A parallel plate capacitor has a capacitance of 6 x 10⁻¹² F and a charge of 0,3 x 10⁶ C on each one of the identical metal plates - NSC Technical Sciences - Question 8 - 2023 - Paper 1

The capacitance is directly proportional to the charge on the plates.

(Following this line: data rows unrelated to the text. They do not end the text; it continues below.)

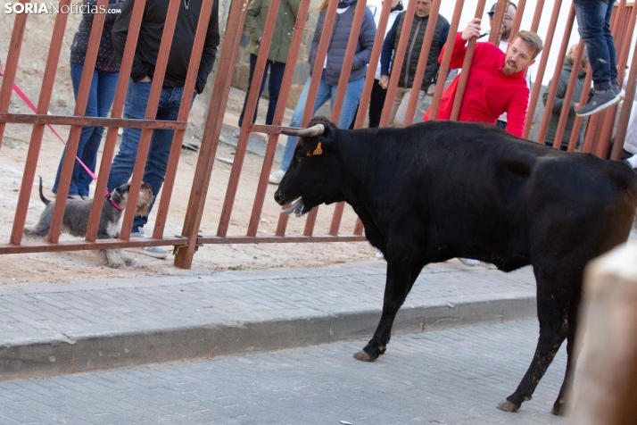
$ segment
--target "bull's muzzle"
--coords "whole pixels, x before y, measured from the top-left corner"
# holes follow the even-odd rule
[[[287,136],[296,136],[297,138],[315,138],[320,136],[325,131],[325,126],[323,124],[317,124],[309,129],[300,129],[298,131],[294,130],[284,130],[281,133]]]

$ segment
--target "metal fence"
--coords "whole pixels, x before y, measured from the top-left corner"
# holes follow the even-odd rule
[[[420,60],[418,62],[415,82],[412,90],[420,89],[421,82],[425,75],[425,68],[426,65],[426,58],[428,57],[432,39],[434,37],[434,25],[433,24],[438,17],[442,0],[433,0],[431,12],[429,16],[429,25],[427,26],[425,40],[422,45],[422,49],[419,54]],[[70,0],[61,0],[60,4],[69,4]],[[53,82],[55,77],[56,68],[60,57],[60,52],[62,46],[62,37],[67,22],[67,15],[60,13],[55,20],[55,25],[53,29],[51,37],[50,49],[46,61],[46,67],[42,79],[42,87],[37,101],[37,112],[35,114],[20,114],[9,113],[10,97],[12,89],[12,85],[15,79],[16,70],[18,68],[18,61],[21,47],[21,42],[25,31],[28,14],[16,14],[12,28],[12,34],[9,52],[6,60],[6,69],[4,76],[2,79],[2,87],[0,88],[0,144],[2,143],[3,135],[6,123],[19,123],[23,125],[32,126],[31,138],[29,145],[26,162],[24,164],[24,172],[22,176],[21,186],[18,196],[17,206],[15,209],[15,218],[12,223],[11,238],[8,243],[0,244],[0,254],[19,254],[19,253],[33,253],[33,252],[46,252],[46,251],[70,251],[70,250],[85,250],[85,249],[103,249],[103,248],[122,248],[122,247],[136,247],[136,246],[174,246],[176,251],[175,265],[181,268],[189,268],[192,264],[194,254],[197,246],[203,244],[242,244],[242,243],[275,243],[275,242],[321,242],[321,241],[362,241],[365,238],[362,236],[362,226],[360,221],[351,223],[343,223],[345,228],[352,229],[351,231],[345,230],[345,233],[341,232],[342,219],[343,214],[344,205],[337,204],[334,209],[331,217],[331,225],[329,230],[325,235],[315,235],[315,224],[317,214],[325,213],[325,208],[315,208],[311,212],[307,214],[304,230],[302,234],[291,234],[286,231],[287,216],[280,215],[277,230],[274,236],[258,235],[260,218],[263,210],[266,192],[268,189],[268,179],[274,162],[274,154],[278,142],[279,133],[288,127],[283,126],[283,117],[285,108],[285,102],[278,102],[275,112],[272,125],[260,125],[251,123],[251,120],[244,120],[241,128],[238,138],[237,146],[235,152],[235,159],[230,171],[229,181],[225,193],[225,198],[222,205],[220,205],[220,215],[217,229],[217,233],[214,236],[203,236],[199,234],[199,229],[202,223],[203,210],[206,202],[206,196],[209,192],[209,185],[211,176],[214,165],[215,154],[219,146],[219,138],[221,131],[221,125],[225,113],[225,108],[219,105],[226,105],[228,99],[230,84],[232,79],[232,68],[234,67],[237,50],[239,47],[241,34],[245,20],[248,0],[235,0],[232,3],[229,12],[228,24],[226,26],[223,46],[220,50],[220,55],[218,57],[219,69],[214,80],[214,87],[211,97],[210,107],[206,117],[203,137],[202,139],[201,148],[197,159],[197,164],[194,171],[194,177],[190,191],[190,197],[187,204],[187,210],[184,217],[184,224],[181,235],[178,237],[166,237],[164,229],[168,217],[169,206],[172,189],[175,182],[175,177],[178,172],[178,164],[180,154],[180,148],[184,138],[184,133],[186,129],[187,116],[189,112],[189,104],[182,103],[179,110],[178,118],[176,121],[156,121],[153,118],[157,111],[159,96],[161,94],[161,84],[166,69],[168,54],[170,52],[170,43],[175,29],[177,14],[179,8],[180,0],[170,0],[169,6],[169,13],[166,19],[163,34],[161,36],[161,44],[160,47],[157,67],[155,69],[153,85],[151,88],[151,96],[146,109],[145,119],[140,120],[125,120],[122,119],[122,112],[126,89],[130,75],[133,55],[136,45],[137,36],[139,33],[139,26],[142,20],[145,0],[136,0],[131,19],[130,30],[128,38],[127,39],[124,58],[121,63],[120,79],[117,85],[115,99],[113,101],[112,110],[109,118],[91,118],[84,116],[87,99],[88,96],[88,88],[90,87],[90,74],[94,68],[97,56],[97,49],[100,42],[100,35],[104,21],[103,14],[96,14],[93,23],[92,31],[90,34],[88,50],[87,52],[84,72],[81,77],[79,90],[77,96],[75,111],[73,116],[59,116],[47,114],[48,105],[51,100],[53,90]],[[273,29],[276,24],[277,13],[281,0],[271,0],[268,18],[263,30],[263,38],[261,42],[260,53],[256,62],[255,71],[252,78],[253,81],[261,81],[266,68],[267,54],[272,41]],[[21,0],[21,3],[29,3],[29,0]],[[106,5],[107,0],[98,0],[97,4]],[[484,12],[486,0],[478,0],[476,7],[476,17],[482,17]],[[517,4],[517,10],[513,21],[511,31],[511,39],[515,33],[520,29],[520,23],[525,11],[525,0],[521,0]],[[493,21],[494,28],[499,28],[505,15],[505,11],[508,9],[508,0],[498,0],[498,5],[495,10]],[[207,29],[208,20],[205,17],[210,16],[210,11],[213,5],[213,0],[203,0],[203,12],[200,19],[197,32],[195,36],[195,43],[193,48],[188,74],[185,85],[185,93],[193,92],[196,71],[199,66],[199,60],[203,47],[203,41]],[[559,33],[557,28],[557,22],[560,7],[561,0],[555,0],[551,4],[545,7],[543,0],[538,0],[535,10],[533,11],[534,19],[531,28],[528,29],[537,31],[540,21],[542,17],[549,17],[549,30],[544,38],[544,50],[542,51],[539,66],[537,67],[537,75],[534,85],[530,104],[527,112],[525,132],[525,138],[528,137],[531,131],[534,114],[537,106],[537,103],[541,95],[542,80],[546,71],[546,64],[549,54],[551,51],[554,38],[556,35],[561,35],[561,42],[559,45],[559,54],[556,68],[553,71],[553,81],[558,81],[560,76],[564,57],[568,47],[568,40],[573,30],[575,21],[575,9],[570,6],[570,12],[567,18],[567,23],[562,34]],[[323,63],[327,54],[327,49],[330,43],[330,36],[336,16],[336,0],[330,0],[327,9],[327,15],[322,31],[322,36],[318,49],[318,55],[315,62],[315,66],[312,71],[311,83],[310,91],[305,104],[305,110],[302,127],[308,124],[311,118],[312,106],[314,105],[317,93],[318,90],[318,83],[323,71]],[[453,43],[455,34],[459,29],[461,29],[460,15],[464,8],[464,0],[457,0],[452,19],[450,22],[450,38],[449,40]],[[356,45],[361,28],[364,8],[366,7],[365,0],[359,0],[355,5],[354,21],[351,30],[351,37],[347,45],[343,72],[340,76],[340,81],[335,96],[335,102],[332,107],[331,120],[337,121],[343,106],[345,89],[350,76],[350,70],[353,62]],[[367,114],[367,105],[369,103],[372,85],[374,84],[374,74],[376,69],[376,64],[380,58],[383,38],[387,26],[387,21],[390,13],[391,2],[385,1],[382,9],[380,21],[376,30],[376,35],[374,42],[374,47],[371,54],[369,66],[368,68],[365,85],[361,95],[361,99],[358,114],[355,118],[354,128],[362,128],[365,122]],[[407,48],[407,41],[410,36],[411,27],[411,20],[414,17],[416,8],[416,1],[410,1],[407,6],[404,24],[400,35],[400,42],[394,56],[394,69],[401,69],[405,51]],[[296,58],[299,52],[299,47],[302,43],[306,17],[308,13],[314,12],[310,10],[310,1],[302,0],[301,7],[296,17],[296,25],[293,35],[292,45],[289,51],[289,58]],[[549,15],[549,12],[550,13]],[[616,5],[613,18],[611,21],[611,28],[617,46],[617,68],[619,71],[619,81],[621,83],[625,67],[628,60],[629,53],[635,50],[635,46],[633,46],[631,40],[635,26],[635,13],[637,8],[633,4],[627,4],[625,0],[621,0]],[[465,22],[462,22],[464,25]],[[490,35],[489,42],[498,44],[500,34],[494,31]],[[559,40],[558,40],[559,41]],[[476,39],[472,39],[468,44],[468,51],[467,59],[462,67],[460,74],[461,80],[459,82],[458,96],[456,96],[453,109],[452,119],[458,117],[458,112],[460,108],[460,101],[464,88],[468,76],[468,67],[475,48]],[[573,65],[572,75],[576,76],[579,70],[579,62],[583,51],[583,45],[580,42],[577,49],[577,57]],[[443,60],[442,62],[440,75],[447,75],[449,63],[451,61],[451,49],[446,49]],[[624,139],[626,135],[626,127],[630,118],[630,112],[633,103],[630,101],[634,97],[635,79],[637,79],[637,54],[633,55],[632,65],[630,68],[630,75],[628,78],[628,85],[625,88],[626,92],[626,101],[624,107],[621,108],[621,112],[617,121],[617,108],[614,107],[603,113],[592,116],[587,125],[586,136],[583,152],[591,152],[601,157],[608,157],[611,136],[614,129],[616,127],[615,136],[615,145],[610,153],[612,159],[617,160],[621,156]],[[292,83],[294,72],[294,60],[288,61],[286,66],[279,99],[286,99],[290,86]],[[390,84],[387,88],[387,96],[384,107],[383,115],[381,118],[381,127],[386,126],[389,121],[389,114],[393,101],[396,88],[398,86],[399,72],[393,72],[390,79]],[[587,79],[584,90],[582,93],[580,102],[586,100],[588,96],[588,87],[591,82],[591,71],[589,67]],[[546,103],[546,111],[550,111],[552,108],[555,95],[557,91],[557,83],[552,84],[549,92],[548,101]],[[565,108],[568,108],[573,100],[573,87],[574,84],[569,84],[569,88],[566,93],[564,99]],[[244,116],[252,117],[254,114],[258,101],[258,85],[253,84],[251,89],[245,107]],[[424,88],[426,89],[426,88]],[[435,92],[433,96],[432,111],[430,116],[435,117],[440,104],[440,100],[443,90],[443,84],[437,84]],[[189,91],[188,91],[189,90]],[[418,104],[418,96],[411,96],[407,116],[404,125],[410,125],[413,122]],[[544,113],[542,123],[540,124],[540,131],[538,142],[542,143],[550,113]],[[558,128],[558,134],[555,137],[554,147],[559,148],[559,144],[562,139],[562,134],[566,126],[566,119],[568,115],[567,109],[563,109],[560,121]],[[23,242],[22,231],[26,221],[27,210],[29,208],[29,201],[31,197],[31,189],[33,187],[36,167],[37,165],[38,155],[45,131],[45,127],[48,124],[56,124],[60,126],[70,126],[70,135],[68,138],[67,154],[62,166],[62,172],[60,180],[58,197],[55,203],[54,217],[52,221],[51,230],[46,241],[44,242]],[[113,158],[114,149],[117,142],[117,132],[121,127],[131,127],[142,129],[142,136],[137,152],[135,171],[131,180],[130,197],[128,203],[135,204],[136,203],[137,194],[142,183],[142,175],[144,166],[145,164],[152,132],[154,129],[171,129],[175,130],[175,136],[172,142],[172,148],[169,161],[168,169],[166,171],[166,179],[161,191],[161,202],[158,205],[155,226],[153,230],[153,237],[147,238],[135,238],[129,240],[130,229],[134,217],[134,209],[126,210],[122,220],[122,228],[120,238],[118,239],[97,239],[97,227],[99,223],[100,213],[102,210],[103,199],[101,196],[95,196],[93,201],[89,224],[85,240],[76,241],[60,241],[60,230],[62,228],[62,220],[66,203],[66,197],[69,190],[70,176],[73,168],[73,161],[75,153],[78,148],[79,132],[84,125],[103,126],[108,128],[106,132],[103,153],[102,155],[99,178],[96,183],[95,194],[104,193],[106,188],[106,181],[110,171],[111,162]],[[575,127],[572,130],[569,150],[575,149],[575,138],[577,138],[578,129],[582,125],[582,120],[576,118]],[[228,235],[228,228],[233,216],[233,206],[235,204],[236,196],[239,179],[242,175],[242,168],[246,154],[246,146],[248,138],[251,132],[267,133],[269,135],[267,148],[263,157],[263,162],[261,170],[260,178],[256,185],[254,193],[254,201],[252,204],[252,212],[247,224],[247,229],[243,235]],[[0,145],[1,147],[2,145]],[[1,153],[0,153],[1,154]]]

This can be expressed mathematically as:

$C \propto Q$

where $C$ is the capacitance and $Q$ is the charge.

Using the formula for capacitance:

$C = \frac{Q}{V}$

we can rearrange to find the potential difference $V$:

$V = \frac{Q}{C}$

Substituting the values:

$V = \frac{0,3 \times 10^{-6} C}{6 \times 10^{-12} F} = 50,000 V = 50 kV$

Using the formula for capacitance in terms of area and distance:

$C = \varepsilon_0 \frac{A}{d}$

Where:

• $C$ is the capacitance
• $\varepsilon_0$ (permittivity of free space) = $8.85 \times 10^{-12} \text{ F/m}$
• $A$ is the area of one plate
• $d$ is the separation between the plates (5 cm = 0.05 m)

Rearranging for $A$ gives:

$A = C \cdot \frac{d}{\varepsilon_0}$

Substituting the known values:

$A = 6 \times 10^{-12} F \cdot \frac{0.05 m}{8.85 \times 10^{-12} F/m} \approx 3.39 \times 10^{-2} m^2$